Corporate Law While Standing on One Foot

On September 26, I had the privilege of moderating a panel at the Delaware Corporate Law Anniversary Symposium in Wilmington, Delaware.  The panel included Professor Lyman P. Q. Johnson, Norman M. Monhait, Professor Elizabeth Pollman and Chief Justice Leo E. Strine, Jr.  The title of the panel was “The Purpose of the Delaware Corporation.”  Below are my opening remarks.

Corporate Law in a Single Sentence

There is a story in the Talmud that involves a person asking Rabbi Hillel to teach him all of Jewish learning while standing on one foot.  The Rabbi responded “do not do to your neighbor what is hateful to you: all the rest is commentary; now go and learn.”

Were I issued that same challenge about Delaware corporate law, I would say “corporations are managed by a board of directors that is elected by shareholders—all the rest is commentary—now go and learn.”

Think about it: the business judgment rule, Revlon, and the entire fairness doctrine—each of these is a judicially created standard that evolved through the courts trying to make sense of a very simple statutory command: directors manage the business and affairs of the corporation.  How do we give them leeway to do that, but provide some assurance that the power will not be abused?

Of course, when the courts apply Unocal and its cousin, the inequitable manipulation doctrine, they are also addressing a second statutory command—that shareholders get to decide who those directors are.  So in takeover and election situations, the courts must resolve a tension between the directors’ statutory right to govern the corporation, and the shareholders’ statutory right to elect those directors—the court rulings in Schnell and other cases are about how to resolve these competing tensions.

The Common Law Leap to Purpose

In interpreting these two simple statutory commands, judges have made the leap that because shareholders elect the directors, those directors must be managing the corporation for the benefit of the shareholders. Note that there is nothing in the Delaware General Corporation Law that says that—the DGCL gives shareholders plenty of governance rights, but does establish any fiduciary duties; even Section 144, the oddball interested transaction provision that no one quite understands, speaks only in terms of fairness to the corporation, not to shareholders.

But like the Talmudic commentary on the Bible, the fiduciary common law is binding, and there are clear fiduciary duties under Delaware law run to shareholders, and not to others.  Delaware never joined the “other constituency club.”
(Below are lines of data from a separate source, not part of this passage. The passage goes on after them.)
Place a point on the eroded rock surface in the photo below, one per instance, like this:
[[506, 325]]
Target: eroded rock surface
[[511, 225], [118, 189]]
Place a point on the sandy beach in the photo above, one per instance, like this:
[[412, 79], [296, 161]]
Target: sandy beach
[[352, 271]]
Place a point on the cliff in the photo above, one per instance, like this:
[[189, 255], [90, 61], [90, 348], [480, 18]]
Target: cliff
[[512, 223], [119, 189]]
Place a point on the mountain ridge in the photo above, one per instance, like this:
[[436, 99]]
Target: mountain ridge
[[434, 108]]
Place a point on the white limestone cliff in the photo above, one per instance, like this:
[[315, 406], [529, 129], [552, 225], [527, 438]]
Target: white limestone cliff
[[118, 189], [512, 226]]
So function follows form.  Because shareholders decide who runs the show, the courts have found that the managers must protect those shareholders’ interests.  But the courts have made a second leap: they also appear to have decided that shareholders are primarily interested their financial return. Thus, fiduciary duty to shareholders has become equated with maximizing that return, and the purpose of Delaware for-profit corporations has come to be associated primarily with creating wealth for shareholders.

Parting Thought

I want to end my introduction with and statement and a question:

The DGCL does not define corporate purpose, but the common law has: the cases have concluded that the purpose of a corporation is to satisfy shareholders, and that maximizing financial return is the way to do that. Does such a narrow purpose serve the interests of shareholders and society?